IBD (Crohn's/ulcerative colitis) conference adds 18 speakers; APS meeting starts Thursday


Final list of topics, including new IBD therapeutic strategies

Snowmass, CO (Sept. 9, 2004) – Based on the quality of the volunteered abstracts submitted for presentation, organizers of the American Physiological Society (APS) conference on Inflammatory Bowel Diseases (IBD) have added 18 speakers to the program Sept. 9-11.

The IBD conference, which kicks off in Snowmass, Colorado Sept. 8 with a keynote address by Dr. Daniel Podolsky of the Massachusetts General Hospital, comprehensively deals with diseases that are for the most incurable and whose causes are still unknown.
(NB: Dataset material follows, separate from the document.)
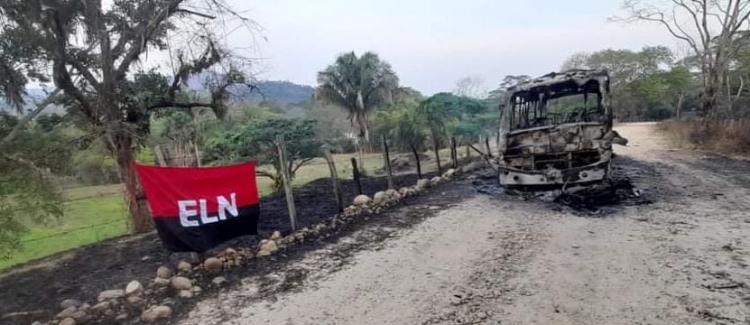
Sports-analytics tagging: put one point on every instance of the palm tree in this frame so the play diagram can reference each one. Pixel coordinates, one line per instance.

One of the co-organizers, Matthew B. Grisham, professor in the Department of Molecular and Cell Physiology at Louisiana State University Health Science Center, said about half the 18 additional speakers are comparatively young up-and-coming researchers, "and for most of them, this probably will be their first oral presentation at a major conference."

Broad range of topics reflects comprehensive attack on IBD

Three speakers have been added to each of the six symposia on topics ranging from "new therapeutic strategies in the treatment of IBD" to the "role of the immune system in IBD." (See complete schedule, below.)

Grisham said that the overall quality of the abstracts reflects the fact that IBD is getting the kind of research attention it deserves and needs. "Over the past 15 years, IBD has gone from a somewhat invisible, almost orphan disease to one where almost everyone you talk with knows someone" with either Crohn's Disease or ulcerative colitis, the two constituent diseases of IBD, Grisham added.

Formerly thought of as predominantly a white American and European disease, Grisham said that in those same 15 years or so, the incidence of IBD in Japan, for instance, has risen from a relatively low level to about the same rate as in the U.S. According to the Crohn's and Colitis Foundation of America (CCFA), there are an estimated 1 million IBD sufferers in the U.S., about equally split between male and female, with about 30,000 new diagnoses a year.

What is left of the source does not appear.